Un dia rogo a sus superiores que los domingos por la tarde le permitieran recorrer, solo, durante un par de horas, los alrededores del Collell. Nadie hallo inconveniente en satisfacer su deseo; Cesar, entonces, en estas excursiones, alcanzo una compenetracion muy directa con la naturaleza.
Porque el mundo en los alrededores del Collell era impresionante. Mucha tierra y muchos arboles y muchos pequenos abismos. Arboles duros, de figura gigantesca, presididos por robles y alcornoques. Cesar palpaba los troncos y, al sentirse totalmente incapaz de trepar por ellos, se reia. Con los pies ponia buen cuidado en no hacer crujir con excesivo dolor la hojarasca. La hojarasca era un gran elemento otonal y dia por dia iba tomando el color rojizo y arrugado de la tierra. Tierra apretada, residente alli desde miles de anos. De trecho en trecho, un barranco, corte hecho por alguna cuchilla mucho mayor que la que el utilizaba para las raciones de pan. Arroyos venidos de Dios sabe donde se compadecian de vez en cuando de los barrancos, y bajaban dulces o tumultuosos a arrancar de ellos profundas sonoridades; Cesar se sentaba y oia, y algunas veces se quedaba dormido.

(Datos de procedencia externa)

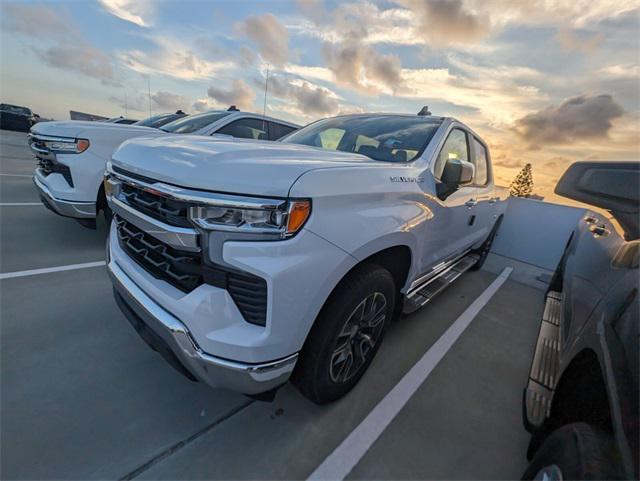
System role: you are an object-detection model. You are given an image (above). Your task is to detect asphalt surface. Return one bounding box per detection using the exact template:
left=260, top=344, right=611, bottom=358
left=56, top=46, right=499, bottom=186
left=0, top=131, right=543, bottom=479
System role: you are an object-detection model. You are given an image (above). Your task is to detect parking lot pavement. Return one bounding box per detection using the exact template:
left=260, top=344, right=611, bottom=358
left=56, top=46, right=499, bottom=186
left=0, top=128, right=542, bottom=479
left=0, top=267, right=246, bottom=479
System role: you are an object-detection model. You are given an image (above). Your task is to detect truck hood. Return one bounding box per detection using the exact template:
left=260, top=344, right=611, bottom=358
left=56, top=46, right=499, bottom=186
left=113, top=135, right=384, bottom=197
left=31, top=120, right=158, bottom=139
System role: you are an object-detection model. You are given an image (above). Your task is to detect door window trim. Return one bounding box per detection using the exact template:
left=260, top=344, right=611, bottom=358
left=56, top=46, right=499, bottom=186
left=431, top=125, right=477, bottom=191
left=467, top=137, right=493, bottom=187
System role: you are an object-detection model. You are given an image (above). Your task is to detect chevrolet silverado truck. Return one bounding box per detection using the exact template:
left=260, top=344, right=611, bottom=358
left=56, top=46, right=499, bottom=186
left=29, top=110, right=298, bottom=229
left=105, top=114, right=507, bottom=403
left=523, top=162, right=640, bottom=480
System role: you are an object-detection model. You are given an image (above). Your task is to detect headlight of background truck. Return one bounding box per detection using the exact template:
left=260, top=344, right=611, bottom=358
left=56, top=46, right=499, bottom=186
left=43, top=139, right=89, bottom=154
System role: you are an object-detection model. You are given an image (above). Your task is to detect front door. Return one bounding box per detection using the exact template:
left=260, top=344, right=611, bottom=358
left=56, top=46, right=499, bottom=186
left=421, top=128, right=481, bottom=273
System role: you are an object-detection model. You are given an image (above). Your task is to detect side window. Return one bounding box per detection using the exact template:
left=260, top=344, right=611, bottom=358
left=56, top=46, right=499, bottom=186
left=473, top=138, right=488, bottom=185
left=434, top=129, right=469, bottom=179
left=267, top=122, right=296, bottom=140
left=316, top=128, right=345, bottom=150
left=214, top=119, right=268, bottom=140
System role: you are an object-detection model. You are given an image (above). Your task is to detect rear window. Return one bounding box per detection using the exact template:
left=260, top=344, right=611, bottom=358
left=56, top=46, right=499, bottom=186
left=161, top=112, right=229, bottom=134
left=0, top=104, right=31, bottom=115
left=282, top=115, right=441, bottom=162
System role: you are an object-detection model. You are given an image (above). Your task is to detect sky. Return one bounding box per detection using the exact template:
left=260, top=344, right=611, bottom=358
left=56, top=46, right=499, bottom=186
left=0, top=0, right=640, bottom=201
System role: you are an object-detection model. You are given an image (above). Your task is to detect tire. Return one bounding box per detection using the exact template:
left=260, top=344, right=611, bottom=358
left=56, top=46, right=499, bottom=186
left=292, top=264, right=396, bottom=404
left=471, top=216, right=502, bottom=271
left=522, top=423, right=621, bottom=479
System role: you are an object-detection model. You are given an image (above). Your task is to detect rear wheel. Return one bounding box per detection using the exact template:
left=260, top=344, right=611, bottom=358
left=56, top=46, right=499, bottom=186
left=522, top=423, right=620, bottom=481
left=471, top=216, right=502, bottom=271
left=292, top=265, right=395, bottom=404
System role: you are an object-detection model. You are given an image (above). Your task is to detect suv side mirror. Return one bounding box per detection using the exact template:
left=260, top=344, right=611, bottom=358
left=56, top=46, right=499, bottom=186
left=441, top=159, right=476, bottom=187
left=436, top=159, right=476, bottom=200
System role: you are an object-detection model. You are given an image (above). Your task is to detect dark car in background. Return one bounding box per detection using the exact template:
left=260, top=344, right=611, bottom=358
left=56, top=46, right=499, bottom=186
left=0, top=104, right=39, bottom=132
left=523, top=162, right=640, bottom=480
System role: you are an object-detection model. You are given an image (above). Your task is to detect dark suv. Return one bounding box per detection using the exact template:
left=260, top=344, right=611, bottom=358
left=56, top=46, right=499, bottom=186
left=0, top=104, right=38, bottom=132
left=523, top=162, right=640, bottom=479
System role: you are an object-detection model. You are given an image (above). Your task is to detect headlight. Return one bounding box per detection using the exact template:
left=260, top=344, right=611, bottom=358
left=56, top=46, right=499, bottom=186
left=189, top=200, right=311, bottom=239
left=43, top=139, right=89, bottom=154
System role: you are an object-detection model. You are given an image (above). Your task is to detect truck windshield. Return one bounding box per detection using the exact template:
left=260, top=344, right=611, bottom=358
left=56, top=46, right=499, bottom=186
left=160, top=112, right=230, bottom=134
left=282, top=115, right=441, bottom=162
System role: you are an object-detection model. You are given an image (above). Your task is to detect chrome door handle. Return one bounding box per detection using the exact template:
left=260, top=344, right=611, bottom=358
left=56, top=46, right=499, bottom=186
left=589, top=224, right=611, bottom=238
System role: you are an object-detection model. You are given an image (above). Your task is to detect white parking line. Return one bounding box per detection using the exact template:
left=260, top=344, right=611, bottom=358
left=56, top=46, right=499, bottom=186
left=308, top=267, right=513, bottom=481
left=0, top=261, right=106, bottom=280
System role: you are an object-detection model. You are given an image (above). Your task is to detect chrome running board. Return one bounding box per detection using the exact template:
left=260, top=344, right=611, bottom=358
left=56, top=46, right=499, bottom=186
left=403, top=253, right=480, bottom=314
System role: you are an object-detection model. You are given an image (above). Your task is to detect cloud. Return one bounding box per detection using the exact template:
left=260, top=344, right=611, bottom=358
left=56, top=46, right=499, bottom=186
left=322, top=32, right=402, bottom=94
left=269, top=76, right=340, bottom=117
left=236, top=13, right=289, bottom=67
left=2, top=4, right=120, bottom=86
left=556, top=28, right=604, bottom=53
left=398, top=0, right=491, bottom=46
left=515, top=95, right=624, bottom=146
left=2, top=3, right=78, bottom=38
left=151, top=90, right=191, bottom=111
left=118, top=36, right=233, bottom=80
left=98, top=0, right=149, bottom=27
left=205, top=79, right=256, bottom=110
left=32, top=44, right=121, bottom=86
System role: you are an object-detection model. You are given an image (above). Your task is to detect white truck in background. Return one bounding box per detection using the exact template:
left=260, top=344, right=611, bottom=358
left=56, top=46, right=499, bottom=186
left=105, top=114, right=507, bottom=403
left=29, top=110, right=299, bottom=228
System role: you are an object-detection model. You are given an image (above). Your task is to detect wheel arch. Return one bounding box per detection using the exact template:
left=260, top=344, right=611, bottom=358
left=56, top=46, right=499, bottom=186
left=548, top=347, right=612, bottom=430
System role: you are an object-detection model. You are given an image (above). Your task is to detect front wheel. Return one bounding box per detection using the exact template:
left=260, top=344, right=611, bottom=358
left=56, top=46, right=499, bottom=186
left=292, top=265, right=395, bottom=404
left=522, top=423, right=620, bottom=481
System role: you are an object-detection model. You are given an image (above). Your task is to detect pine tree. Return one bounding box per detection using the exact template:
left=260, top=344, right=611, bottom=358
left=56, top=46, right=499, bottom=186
left=509, top=164, right=533, bottom=197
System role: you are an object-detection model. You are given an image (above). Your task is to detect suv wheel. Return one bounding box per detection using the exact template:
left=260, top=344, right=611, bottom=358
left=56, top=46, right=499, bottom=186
left=522, top=423, right=621, bottom=481
left=292, top=265, right=395, bottom=404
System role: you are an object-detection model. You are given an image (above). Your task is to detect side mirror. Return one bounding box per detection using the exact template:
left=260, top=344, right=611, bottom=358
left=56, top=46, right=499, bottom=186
left=437, top=159, right=476, bottom=200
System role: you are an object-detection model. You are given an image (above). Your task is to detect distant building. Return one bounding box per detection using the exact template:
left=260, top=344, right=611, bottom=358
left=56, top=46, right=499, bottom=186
left=69, top=110, right=108, bottom=120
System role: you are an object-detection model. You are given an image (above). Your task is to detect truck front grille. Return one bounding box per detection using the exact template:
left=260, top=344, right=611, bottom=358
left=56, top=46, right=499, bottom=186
left=120, top=184, right=193, bottom=227
left=114, top=215, right=267, bottom=326
left=114, top=216, right=203, bottom=292
left=36, top=157, right=73, bottom=187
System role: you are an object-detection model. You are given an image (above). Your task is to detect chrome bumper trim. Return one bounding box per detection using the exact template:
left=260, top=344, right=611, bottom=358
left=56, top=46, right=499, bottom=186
left=109, top=260, right=298, bottom=394
left=33, top=175, right=96, bottom=219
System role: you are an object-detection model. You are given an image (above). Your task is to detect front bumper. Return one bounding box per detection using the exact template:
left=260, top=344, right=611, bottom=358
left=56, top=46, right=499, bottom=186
left=109, top=255, right=298, bottom=394
left=33, top=174, right=96, bottom=219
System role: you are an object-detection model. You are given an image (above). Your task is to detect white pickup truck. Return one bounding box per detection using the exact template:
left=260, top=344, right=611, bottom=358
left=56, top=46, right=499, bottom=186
left=29, top=110, right=299, bottom=228
left=105, top=114, right=507, bottom=403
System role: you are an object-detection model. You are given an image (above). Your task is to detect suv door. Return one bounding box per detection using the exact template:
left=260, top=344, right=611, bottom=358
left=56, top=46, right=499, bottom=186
left=421, top=127, right=481, bottom=272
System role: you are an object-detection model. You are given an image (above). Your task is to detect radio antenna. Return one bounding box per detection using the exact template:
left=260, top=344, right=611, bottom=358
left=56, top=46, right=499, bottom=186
left=262, top=64, right=269, bottom=115
left=147, top=77, right=151, bottom=117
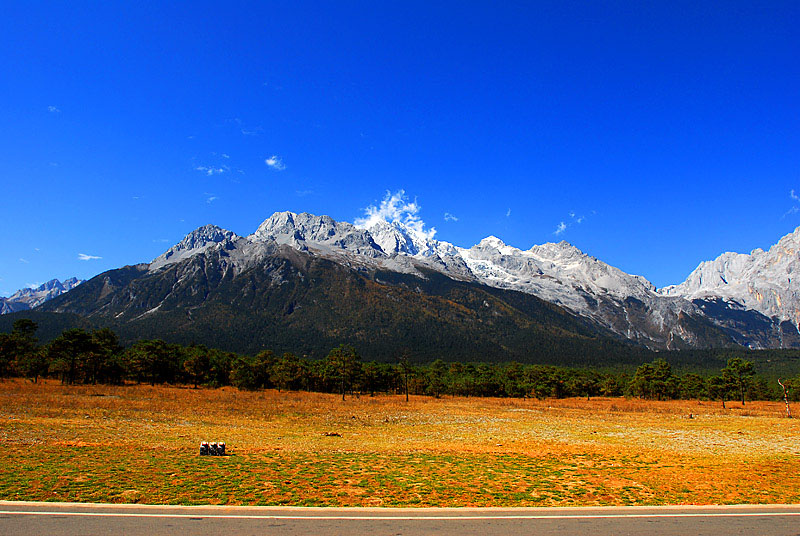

En el fondo, todo aquello era una revelacion. El saber que era seminarista habia revelado en el mil disposiciones latentes, igual que le ocurrio a Ignacio al saber que no lo era. Desde el punto de vista de cualquier estudiante comodon y bromista procedente de Barcelona, el chico cometia muchas excentricidades; pero este punto de vista era discutido por el profesor de latin, quien decia que ponerse cabeza abajo para ver el cielo puede ser un acto muy meritorio.
El pelado al rape le habia dejado al descubierto una cabeza minuscula que, de serle permitido, a gusto hubiera cubierto con una boina, pues sentia frio. Para las faenas duras se ponia una bata amarilla que habia encontrado en el almacen, y que por milagro llevaba siempre impecable, mientras los demas «famulos» andaban siempre con manchas de cloro. Crecia mucho. El no se daba cuenta, pero se estiraba. Por ello estaba delgado y sus ojos, heredados de Carmen Elgazu, le ocupaban la mitad de la cara, rodeados de un cutis muy fino. Ahora andaba de prisa, como dando grandes saltos. Varias de las monjas sentian adoracion por el.
En Gerona solo se enteraban del aspecto positivo de su vida en el Collell. Acaso Matias Alvear hubiera olido entre lineas que el trabajo no era tan escaso como se les dijera. Pero Carmen Elgazu asistia alborozada a aquel despliegue de entusiasmo. Mosen Alberto decia: «Cesar llegara al altar».